Frank W Elliott
Texas A&M University School of Law
Texas Wesleyan Law Review, Vol. 11, pp. 7-30 (2004)
For many years, law schools have based most of their «practical» instruction on the adversary system’s last choice: trials and appeals. First year students are taught how to write an appellate brief and how to make an appellant argument. Maybe this is good, since the odds are that any given student will never again write a brief or make such an argument. After the first year of law school, students are swept into trial advocacy courses, mock trial competitions, and appellate advocacy competitions: learning how to influence the minds of jurors and appellate judges. We all know that these activities do more than train advocates, and that is fine, but when less than five percent of all filed civil cases go to trial, we believe that some of the practical emphasis should be on the cases that do not go to trial or even on problems that do not reach the level of a law suit. Most disputes are settled at some stage of the process. Some are even settled after trial or appeal. Why not include the study of how to represent a client in a settlement process as a regular part of the law school curriculum: learning how to influence the minds of other parties?
This paper will guide the reader through the legal settlement process stage by stage but will first show an opposing «twitch» that comes from the traditional law school training noted above, emphasized by television and motion picture portrayals of lawyers: zealous advocates in a trial setting (read: warrior) with fights to the finish, flags waving, and trumpets blaring the Deguello. Of course, few people consider the reason for those showings on commercial media. Quiet discussions between lawyers, the back and forth process in mediations or conferences concerning the wording of a contract do not make lively, exciting entertainment that would draw viewers and win awards. But they do make up the day to day existence of the vast majority of lawyers.

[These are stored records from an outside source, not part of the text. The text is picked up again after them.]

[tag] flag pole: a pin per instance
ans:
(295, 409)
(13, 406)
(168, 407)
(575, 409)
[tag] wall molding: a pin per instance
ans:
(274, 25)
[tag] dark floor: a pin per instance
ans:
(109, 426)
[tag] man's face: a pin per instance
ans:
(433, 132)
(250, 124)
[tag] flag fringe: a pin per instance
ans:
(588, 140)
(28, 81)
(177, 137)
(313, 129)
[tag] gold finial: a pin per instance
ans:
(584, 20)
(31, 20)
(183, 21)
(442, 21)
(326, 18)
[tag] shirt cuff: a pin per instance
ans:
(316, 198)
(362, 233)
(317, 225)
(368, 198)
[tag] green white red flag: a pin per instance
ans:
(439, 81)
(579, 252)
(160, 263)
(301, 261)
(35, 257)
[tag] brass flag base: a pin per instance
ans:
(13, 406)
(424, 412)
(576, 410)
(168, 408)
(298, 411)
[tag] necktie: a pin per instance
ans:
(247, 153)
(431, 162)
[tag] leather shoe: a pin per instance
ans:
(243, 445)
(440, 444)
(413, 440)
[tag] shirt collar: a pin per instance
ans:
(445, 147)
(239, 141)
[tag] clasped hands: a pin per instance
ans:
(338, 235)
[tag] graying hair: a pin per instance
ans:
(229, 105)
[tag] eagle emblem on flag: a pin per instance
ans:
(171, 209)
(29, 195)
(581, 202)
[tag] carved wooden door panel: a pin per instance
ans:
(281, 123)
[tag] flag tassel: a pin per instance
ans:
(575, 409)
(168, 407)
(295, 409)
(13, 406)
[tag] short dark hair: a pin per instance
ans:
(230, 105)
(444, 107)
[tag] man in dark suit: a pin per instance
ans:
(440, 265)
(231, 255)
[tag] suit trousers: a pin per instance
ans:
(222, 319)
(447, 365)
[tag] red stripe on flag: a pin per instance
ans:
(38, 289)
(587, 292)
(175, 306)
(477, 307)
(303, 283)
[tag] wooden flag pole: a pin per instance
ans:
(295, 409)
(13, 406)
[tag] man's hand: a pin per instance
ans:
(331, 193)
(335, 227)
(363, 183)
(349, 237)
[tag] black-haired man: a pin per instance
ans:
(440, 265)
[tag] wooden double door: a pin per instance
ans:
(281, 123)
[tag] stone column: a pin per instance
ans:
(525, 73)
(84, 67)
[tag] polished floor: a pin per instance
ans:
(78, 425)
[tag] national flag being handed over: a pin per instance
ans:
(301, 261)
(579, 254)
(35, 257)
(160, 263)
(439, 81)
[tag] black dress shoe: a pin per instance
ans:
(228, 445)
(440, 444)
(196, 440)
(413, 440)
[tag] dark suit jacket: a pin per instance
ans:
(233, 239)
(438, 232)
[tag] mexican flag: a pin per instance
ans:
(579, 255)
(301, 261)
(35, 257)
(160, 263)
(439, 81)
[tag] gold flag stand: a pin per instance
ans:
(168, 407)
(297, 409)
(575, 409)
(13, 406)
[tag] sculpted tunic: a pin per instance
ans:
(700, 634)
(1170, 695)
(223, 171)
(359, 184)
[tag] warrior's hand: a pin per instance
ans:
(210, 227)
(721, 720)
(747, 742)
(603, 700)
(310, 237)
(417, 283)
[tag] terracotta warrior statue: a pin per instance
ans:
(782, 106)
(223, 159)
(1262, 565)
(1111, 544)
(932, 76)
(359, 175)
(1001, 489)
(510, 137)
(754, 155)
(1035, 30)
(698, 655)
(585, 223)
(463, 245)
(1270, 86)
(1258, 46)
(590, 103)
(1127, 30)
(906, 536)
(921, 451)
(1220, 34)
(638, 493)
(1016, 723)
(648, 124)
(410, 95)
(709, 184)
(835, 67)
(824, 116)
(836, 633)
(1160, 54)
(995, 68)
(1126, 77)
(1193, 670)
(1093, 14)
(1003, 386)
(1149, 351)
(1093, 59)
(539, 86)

Once the «twitch» has been calmed, this paper will show ways to really be a zealous advocate for a client in negotiation, mediation, and other settlement procedures. This paper will also show the process of how to persuade, influence, and convince others without injury and how to be a zealous advocate in order to obtain the best result for your client.
There is art in persuasion, and there is science. The art is sometimes referred to as emotional intelligence and is exemplified by heroes such as Abraham Lincoln, Winston Churchill, and Clarence Darrow. The art and power of rhetoric in trial advocacy can be taught and is backed by science composed of years of jurisprudential research and writing. The art and power of negotiation and settlement advocacy can also be taught and is backed by a science composed of a
solid multi-disciplinary base of research and writing.